Text-to-Speech (TTS) & Audio Generation¶

The ADK supports generating audio output directly from compatible language models, such as gemini-2.5-flash-preview-tts. You can configure your agents to respond with audio, specify voice configurations, and handle the multimodal audio response within the standard ADK event stream.

Enabling Audio Output¶

To enable audio generation, you must configure the agent's GenerateContentConfig with the appropriate ResponseModalities and SpeechConfig.

Minimal TTS Configuration¶

using GoogleAdk.Core;
using GoogleAdk.Core.Agents;
using GoogleAdk.Core.Abstractions.Models;

var agent = new LlmAgent(new LlmAgentConfig
{
    Name = "AudioAgent",
    // Use a model that supports TTS
    Model = "gemini-2.5-flash-preview-tts",
    Instruction = "You are an enthusiastic voice assistant.",
    // Recommended: disable automatic identity injection for TTS models
    // to avoid potential API errors depending on the model's support for System Instructions.
    DisableIdentity = true, 
    GenerateContentConfig = new GenerateContentConfig
    {
        // Specify that we want AUDIO output
        ResponseModalities = new List<Modality> { Modality.AUDIO },
        SpeechConfig = new SpeechConfig
        {
            VoiceConfig = new VoiceConfig
            {
                // Specify a prebuilt voice (e.g., "Aoede", "Puck", "Charon", "Kore", "Fenrir", "Leda")
                PrebuiltVoiceConfig = new PrebuiltVoiceConfig { VoiceName = "Aoede" }
            }
        }
    }
});

Important Notes on TTS Models¶

Some TTS-specific models (like gemini-2.5-flash-preview-tts) have specific API constraints: 1. System Instructions: The API might reject standard ChatRole.System messages. The ADK's MeaiLlm wrapper handles this internally by detecting -tts in the model name and prepending your configured Instruction to the user's first prompt. 2. Agent Identity: It's highly recommended to set DisableIdentity = true in LlmAgentConfig to prevent the ADK from auto-injecting its standard "You are an agent.
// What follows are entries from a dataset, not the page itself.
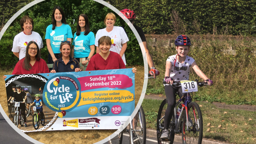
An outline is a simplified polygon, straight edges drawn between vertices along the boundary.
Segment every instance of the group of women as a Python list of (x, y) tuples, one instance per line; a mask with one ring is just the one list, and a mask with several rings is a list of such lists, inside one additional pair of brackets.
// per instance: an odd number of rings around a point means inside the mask
[[(51, 18), (52, 24), (46, 28), (45, 39), (49, 51), (48, 63), (54, 64), (52, 69), (48, 71), (46, 63), (40, 58), (40, 49), (43, 47), (42, 39), (39, 34), (33, 31), (33, 19), (25, 16), (20, 21), (22, 31), (15, 36), (14, 41), (12, 50), (20, 60), (16, 64), (13, 74), (81, 71), (79, 63), (85, 65), (89, 62), (94, 54), (95, 46), (96, 53), (102, 53), (98, 41), (104, 36), (110, 38), (109, 50), (119, 54), (126, 65), (124, 53), (129, 39), (123, 28), (114, 26), (116, 18), (113, 13), (107, 15), (104, 21), (106, 27), (98, 30), (95, 37), (90, 30), (88, 18), (84, 14), (80, 15), (78, 18), (77, 31), (73, 37), (71, 28), (67, 24), (63, 10), (59, 6), (54, 8)], [(73, 38), (72, 44), (73, 46), (71, 50), (71, 40)], [(97, 60), (98, 63), (101, 63), (98, 59), (93, 60)], [(111, 64), (115, 62), (109, 62)], [(90, 66), (89, 65), (88, 67)]]
[[(47, 28), (45, 38), (49, 51), (48, 63), (54, 64), (50, 71), (41, 58), (42, 41), (39, 34), (33, 31), (33, 20), (28, 16), (23, 16), (20, 21), (22, 31), (14, 40), (12, 51), (20, 60), (12, 74), (77, 72), (81, 70), (79, 62), (84, 65), (89, 63), (87, 71), (125, 68), (124, 53), (129, 39), (122, 28), (114, 26), (116, 19), (113, 13), (108, 14), (104, 21), (106, 27), (98, 31), (95, 38), (90, 30), (87, 16), (81, 14), (78, 18), (77, 31), (73, 37), (63, 10), (55, 7), (52, 15), (52, 24)], [(97, 54), (93, 56), (95, 46)], [(136, 73), (137, 70), (134, 68), (132, 71)], [(23, 113), (25, 109), (22, 109)], [(26, 127), (26, 117), (24, 118)]]

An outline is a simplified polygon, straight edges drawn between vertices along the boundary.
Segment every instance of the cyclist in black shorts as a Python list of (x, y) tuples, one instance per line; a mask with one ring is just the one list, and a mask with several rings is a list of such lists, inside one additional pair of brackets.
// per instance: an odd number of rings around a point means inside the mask
[(136, 15), (135, 15), (135, 13), (133, 10), (127, 8), (123, 9), (121, 10), (120, 12), (125, 16), (132, 23), (132, 24), (133, 25), (133, 26), (134, 27), (136, 30), (137, 31), (139, 35), (140, 35), (140, 37), (141, 37), (144, 47), (145, 48), (145, 51), (146, 51), (146, 54), (147, 58), (147, 63), (148, 64), (148, 65), (150, 68), (150, 70), (149, 71), (149, 73), (151, 75), (153, 75), (154, 78), (155, 79), (156, 76), (159, 75), (160, 73), (159, 71), (156, 69), (155, 68), (154, 62), (153, 61), (152, 57), (149, 53), (148, 48), (147, 47), (147, 40), (146, 39), (146, 37), (145, 37), (145, 35), (144, 35), (143, 30), (140, 27), (133, 24), (134, 20), (136, 18)]

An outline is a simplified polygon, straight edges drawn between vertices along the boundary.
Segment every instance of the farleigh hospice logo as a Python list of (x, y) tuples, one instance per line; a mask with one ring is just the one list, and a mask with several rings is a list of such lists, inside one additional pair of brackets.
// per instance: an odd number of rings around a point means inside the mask
[(68, 112), (78, 104), (80, 89), (79, 81), (72, 75), (55, 75), (49, 79), (45, 86), (43, 100), (54, 111)]

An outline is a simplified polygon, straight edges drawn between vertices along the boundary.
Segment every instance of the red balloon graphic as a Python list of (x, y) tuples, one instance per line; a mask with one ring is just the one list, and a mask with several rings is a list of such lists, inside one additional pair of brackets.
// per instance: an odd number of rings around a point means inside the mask
[(58, 84), (60, 83), (60, 79), (59, 79), (58, 78), (57, 78), (55, 80), (57, 81), (57, 82), (58, 82)]
[(66, 115), (66, 111), (65, 110), (63, 110), (61, 111), (61, 113), (62, 113), (62, 114), (63, 115), (63, 116), (65, 116)]

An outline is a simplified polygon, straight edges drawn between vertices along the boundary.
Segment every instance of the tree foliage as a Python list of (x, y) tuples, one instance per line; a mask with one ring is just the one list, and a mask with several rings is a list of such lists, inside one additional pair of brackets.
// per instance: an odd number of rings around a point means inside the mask
[[(56, 5), (63, 9), (73, 35), (76, 31), (77, 17), (80, 14), (84, 14), (88, 16), (90, 30), (95, 35), (99, 29), (105, 27), (103, 21), (106, 14), (110, 12), (115, 13), (107, 7), (92, 0), (47, 0), (35, 5), (18, 16), (3, 35), (0, 41), (0, 64), (2, 67), (13, 66), (18, 60), (11, 50), (14, 37), (20, 32), (19, 20), (25, 15), (33, 19), (34, 31), (39, 33), (42, 38), (44, 47), (41, 49), (41, 55), (47, 61), (48, 52), (44, 38), (46, 28), (51, 24), (52, 10)], [(124, 28), (130, 40), (125, 53), (127, 64), (143, 65), (142, 54), (135, 36), (124, 21), (117, 14), (116, 15), (117, 19), (115, 25)]]

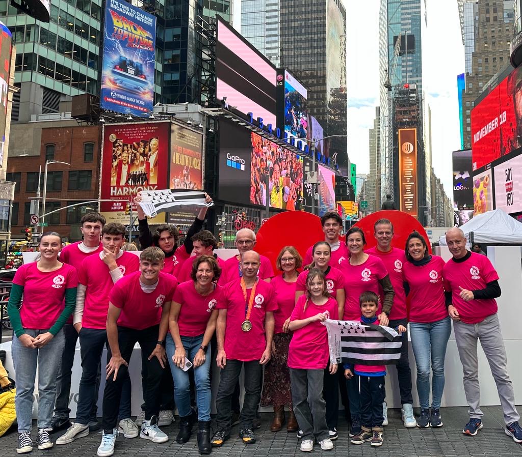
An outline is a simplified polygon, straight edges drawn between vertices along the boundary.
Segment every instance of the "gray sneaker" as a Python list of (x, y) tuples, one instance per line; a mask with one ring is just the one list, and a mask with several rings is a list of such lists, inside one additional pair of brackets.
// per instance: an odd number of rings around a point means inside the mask
[(89, 425), (73, 422), (62, 436), (56, 440), (57, 444), (68, 444), (75, 439), (89, 435)]

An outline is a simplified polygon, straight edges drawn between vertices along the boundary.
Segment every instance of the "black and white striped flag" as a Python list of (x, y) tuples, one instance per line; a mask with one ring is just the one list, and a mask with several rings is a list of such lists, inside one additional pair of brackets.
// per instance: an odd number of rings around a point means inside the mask
[(201, 191), (184, 191), (179, 189), (164, 190), (143, 190), (139, 205), (146, 216), (153, 217), (158, 213), (170, 212), (183, 206), (186, 209), (199, 209), (213, 206), (205, 201)]
[(330, 319), (325, 325), (333, 363), (393, 365), (400, 359), (401, 336), (393, 328)]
Your internal name is..." prompt, which can interfere with the audio output quality or trigger API errors on strictly constrained models. 3. Multi-turn Chat: Some preview TTS endpoints may only support single-turn requests.

Handling the Audio Response¶

When a TTS model generates an audio response, the ADK event stream will yield an Event where the Content.Parts list contains an InlineData part with the mime type audio/pcm or audio/wav.

Here is an example of running the agent and saving the generated audio to a file:

using System.IO;

var content = new Content 
{ 
    Role = "user", 
    Parts = new List<Part> { new Part { Text = "Say cheerfully: Have a wonderful day!" } } 
};

// Use an ephemeral or standard runner
var resultEnumerable = runner.RunEphemeralAsync("user", content);

await foreach (var evt in resultEnumerable)
{
    if (evt.Content?.Parts != null)
    {
        foreach (var part in evt.Content.Parts)
        {
            // Check for InlineData representing audio
            if (part.InlineData != null && part.InlineData.MimeType.StartsWith("audio/"))
            {
                // The audio data is base64 encoded
                var audioBytes = Convert.FromBase64String(part.InlineData.Data);

                // Write the raw PCM or WAV data to a file
                await File.WriteAllBytesAsync("output_audio.wav", audioBytes);
                Console.WriteLine($"Audio successfully saved ({audioBytes.Length} bytes)");
            }
            // Some models may return text alongside the audio
            else if (part.Text != null)
            {
                Console.WriteLine($"Text Response: {part.Text}");
            }
        }
    }
}

Sample Application¶

A complete, runnable example of the Audio Agent can be found in the GoogleAdk/samples/GoogleAdk.Samples.AudioAgent project within the repository.